Thursday, July 5, 2007

De um Retrato

Deixei-me absorver no teu retrato –
Que linhas!, Que feições! Tamanho porte!
E de joelhos, com submisso aparato,
Qual provençal jogral faço-te a côrte.

Poemas, Endechas, cantilenas,
Sofridos gemidos interiores,
Mortes de amor, desmaios, grandes penas,
Celebrados em versos superiores!

«Princesa – diziam – És o meu tormento.
Sucumbo. Padeço. É uma agonia.
Aqui, nos rins, sinto um golpe imenso;
Alí, nas veias, uma apoplexia.

Dá-me um auspício , não sejas tão fria,
Tão régia, tão deíca, amuada!
És o meu terço por onde, a cada dia,
Rezo às Forças Maléficas do Nada.

Alva mulher, do marfim mais puro,
Puro demónio que Deus renegara,
Teu brilho mítico ilumina o escuro,
Teu olhar esfingíco turva as manhãs claras!
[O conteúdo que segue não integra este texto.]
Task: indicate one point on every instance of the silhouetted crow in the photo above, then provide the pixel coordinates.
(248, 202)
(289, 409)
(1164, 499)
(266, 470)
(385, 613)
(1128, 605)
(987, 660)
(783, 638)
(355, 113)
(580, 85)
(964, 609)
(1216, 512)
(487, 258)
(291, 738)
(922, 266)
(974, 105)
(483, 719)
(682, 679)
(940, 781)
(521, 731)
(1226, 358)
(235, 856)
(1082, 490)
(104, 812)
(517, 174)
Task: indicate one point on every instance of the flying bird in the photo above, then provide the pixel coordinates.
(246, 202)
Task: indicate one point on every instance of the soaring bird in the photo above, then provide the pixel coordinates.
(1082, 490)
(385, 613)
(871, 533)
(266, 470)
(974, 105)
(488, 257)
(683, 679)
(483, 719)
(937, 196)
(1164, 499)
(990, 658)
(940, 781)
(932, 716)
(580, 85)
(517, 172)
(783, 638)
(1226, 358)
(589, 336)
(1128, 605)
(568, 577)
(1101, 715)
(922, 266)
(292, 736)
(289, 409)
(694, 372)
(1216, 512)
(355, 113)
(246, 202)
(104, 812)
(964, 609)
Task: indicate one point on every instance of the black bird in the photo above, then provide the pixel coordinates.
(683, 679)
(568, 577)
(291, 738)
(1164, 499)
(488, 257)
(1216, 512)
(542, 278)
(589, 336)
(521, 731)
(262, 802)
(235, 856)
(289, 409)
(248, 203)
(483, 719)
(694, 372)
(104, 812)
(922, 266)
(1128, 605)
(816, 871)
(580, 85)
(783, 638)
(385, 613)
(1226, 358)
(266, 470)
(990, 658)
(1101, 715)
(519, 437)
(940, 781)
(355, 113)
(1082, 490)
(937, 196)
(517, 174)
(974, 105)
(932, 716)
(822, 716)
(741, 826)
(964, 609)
Flor rara da maior montanha
Que resiste à neve e ao temporal,
A tua graça lírica é tamanha!
O teu perfil tão fenomenal!

Fídias em vão ostenta os seus trabalhos
Às gentes ocupadas deste Mundo –
Se vissem teu retrato, sem detalhes,
Mesmo na distância, num segundo,

Logo faziam de ti o seu modelo
De Beleza Ideal e de postura:
O passo leve, o arranjo dos cabelos,
Tudo em ti redifine a formusura!

Sim, figura da tela, tu és tremenda!
És fogo brotando nas candeias,
Ninfa coberta da mais fina renda,
Grossa contusão nas minhas veias!

Sim, és bela, Deusa fabulosa!,
Fustigas, cegas, perdes homens bons
Com a tua doce voz melodiosa,
A harmonia incrível do teu tom!

Ninguém o nega (Oh!, Quem poderia!)
Ninguém sequer resiste aos teus encantos!
Em ti as minhas faltas já se espiam,
E tu és o motivo dos meus prantos:

Fruto somente, semente que nasce
Da farta terra p’r’ áscender aos céus,
Tirana!, fazes com que o Sol se agache,
E trema como Macbeth tremeu

Quando veio p’ra si toda a Floresta
Levá-lo para o Reino dos Defuntos –
Porque é a tua graça tão funesta
E são tuas carícias um conjunto

De dores e desgostos e torturas?!
Ah!, minha ilusão, esfinge encoberta,
Senhora de tão clássica figura,
Górgone, Dríade ou Clitemenestra,

Ganha compaixão dos meus gemidos!
Não me deixes a definhar assim!
Mata-me num lance destemido
Ou sai desse retrato empedernido
E vem, qual cera, derreteres-te em mim!»